Gaming in 2025 is simultaneously incredible, insanely cool, and infuriating. We’ve now reached a point where games look breathtaking, sometimes even photorealistic, some stories hit deeper than they ever did, and Indie creativity is through the roof. But somewhere along the line, gaming industry trends turned int nasty habits that simply refuse to die.
From bloated live service systems (you knew this one would come) to predatory monetization and the obsession with cinematic…well, everything, it has become a conglomerate of gaming industry trends that dilute what made the medium great in the first place, and that’s without just nostalgia talking. Some of these trends are stifling creativity, pacing, and, yes, player experience.
Worrying Gaming Industry Trends
- Live Service Games

Once upon a time – a time, we can still remember vividly – “live service” meant regular updates and cool seasonal content. Now it’s code for grindy, soulless progression loops and half-finished releases. Studios are so obsessed with retention metrics that they forget to make their games fun. Not every title needs daily challenges, login rewards, and overpriced cosmetics, believe it or not.
Sometimes, people just want a complete experience at launch – not a part-time job disguised as entertainment, because that’s exactly what most of those titles feel like, a chore.

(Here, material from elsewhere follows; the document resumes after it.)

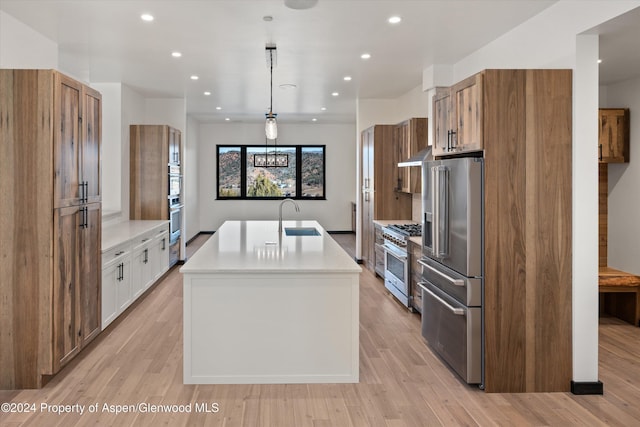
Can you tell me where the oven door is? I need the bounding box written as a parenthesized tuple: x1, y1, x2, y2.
(383, 243, 409, 306)
(169, 205, 182, 243)
(419, 280, 482, 384)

Even big names like Suicide Squad: Kill the Justice League proved that no amount of content schedules can save a hollow game. Live service should enhance games, not drain the life out of them.
- Monetized Early Access
This one’s especially bizarre, since a lot of gamers, until this day, believe that early access is a bad thing. But let’s be honest – are most AAA games anything else than glorified early access with a steeper price tag? To make matters worse, with not even the day-one patch making things better a lot of the time?

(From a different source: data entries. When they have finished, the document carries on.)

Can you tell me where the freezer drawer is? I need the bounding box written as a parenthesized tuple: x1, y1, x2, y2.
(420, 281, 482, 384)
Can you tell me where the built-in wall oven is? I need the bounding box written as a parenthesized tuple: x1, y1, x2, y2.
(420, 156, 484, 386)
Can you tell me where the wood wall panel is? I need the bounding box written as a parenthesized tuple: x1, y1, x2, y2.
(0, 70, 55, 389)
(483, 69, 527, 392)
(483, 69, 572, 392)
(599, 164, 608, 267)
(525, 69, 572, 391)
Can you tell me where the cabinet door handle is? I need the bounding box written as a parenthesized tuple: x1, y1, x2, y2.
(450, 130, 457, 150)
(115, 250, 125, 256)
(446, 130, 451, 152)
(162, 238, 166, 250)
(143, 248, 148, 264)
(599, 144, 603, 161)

Sure, some indie devs use the model honestly – Baldur’s Gate 3 proved that it can work, but that game is a unicorn anyway. When AAA studios slap the same label on broken $70 launches, it’s just exploitation with better marketing.
So let’s just stop pretending the good ol’ “we’ll fix it later” counts as a release strategy. If your game isn’t done, don’t charge full price for it.

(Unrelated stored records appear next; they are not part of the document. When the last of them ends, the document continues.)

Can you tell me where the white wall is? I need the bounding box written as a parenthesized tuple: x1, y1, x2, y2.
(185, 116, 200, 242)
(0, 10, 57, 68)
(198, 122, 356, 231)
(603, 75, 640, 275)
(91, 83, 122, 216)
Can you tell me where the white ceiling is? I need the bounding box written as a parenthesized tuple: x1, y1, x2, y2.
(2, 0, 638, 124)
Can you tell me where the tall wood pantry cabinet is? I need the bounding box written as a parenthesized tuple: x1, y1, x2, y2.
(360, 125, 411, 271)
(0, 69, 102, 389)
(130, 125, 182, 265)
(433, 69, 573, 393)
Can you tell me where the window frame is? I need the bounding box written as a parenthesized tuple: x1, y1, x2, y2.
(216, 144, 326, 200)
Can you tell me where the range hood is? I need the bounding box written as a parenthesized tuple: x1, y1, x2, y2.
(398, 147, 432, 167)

- Artificial Difficulty for the Sake of Challenge
Somewhere along the line, game design appears to have gotten confused between the words challenging and cheap. We’re talking, of course, about artificial difficulty, something we’ve explored in-depth before. From bullet-spongy enemies, weirdly set checkpoints, and more repetition than we’re able to count, all these don’t make games better, just longer.
True difficulty is about gameplay mastery, smart design, and perhaps adjusted AI behavior – but that’s hard to program, so some developers just take the easy route.
Titles like Elden Ring or Silksong prove that difficulty can be an engaging hook, but only if it’s truly earned. Otherwise, all you end up with are disgruntled players who end up putting your game down in frustration.
- Pre-Order Bonuses and Deluxe Edition Confusion
There’s no polite way to say it, but pre-order culture needs to vanish into the digital void. In an age of instant access and refunds, there’s no reason to buy a game before reviews even exist. And yet, publishers still dangle “exclusive” gear, XP boosts, or – our personal favorite – 24 hours early access as if we’re lining up outside a midnight launch in 2007.

Worse, modern editions are a labyrinth: standard, deluxe, gold, ultimate, “founder’s.” All with different perks, all designed to confuse. Games should sell themselves on quality, not manufactured FOMO, simply designed to sell more copies. Now granted, if the game behind it is good, some players might take the bait, but even then, it’s just no way to treat your customer base.
- Copy-Paste Open Worlds
Exploration is an important tool in video game design because it connects the player to the world, and interaction with our favorite digital medium is why we do all this, after all. If you’re world map is well-designed, you don’t need a huge open world with copy-pasted buildings; what you need is recognizable landmarks, so the player can engage with the world in an immersive way, without having to pull out a map screen every five meters.
The bigger is better philosophy has turned too many open-world games into bloated chores, rather than a world you can’t wait to explore and, yes, even lose yourself in. Assassin’s Creed Valhalla, Forspoken, or heck, actually every Ubisoft title since Far Cry, falls into that same old trap, and if you compare that to games like Gothic or even Skyrim to an extent, you can clearly see the disconnect.
Every path needs to tell a story, or at least have a purpose, and developers need to stop treating map size as a selling point. We’d rather have them focus on what actually matters: Making their painstakingly crafted gameworld feel less sterile – and more alive.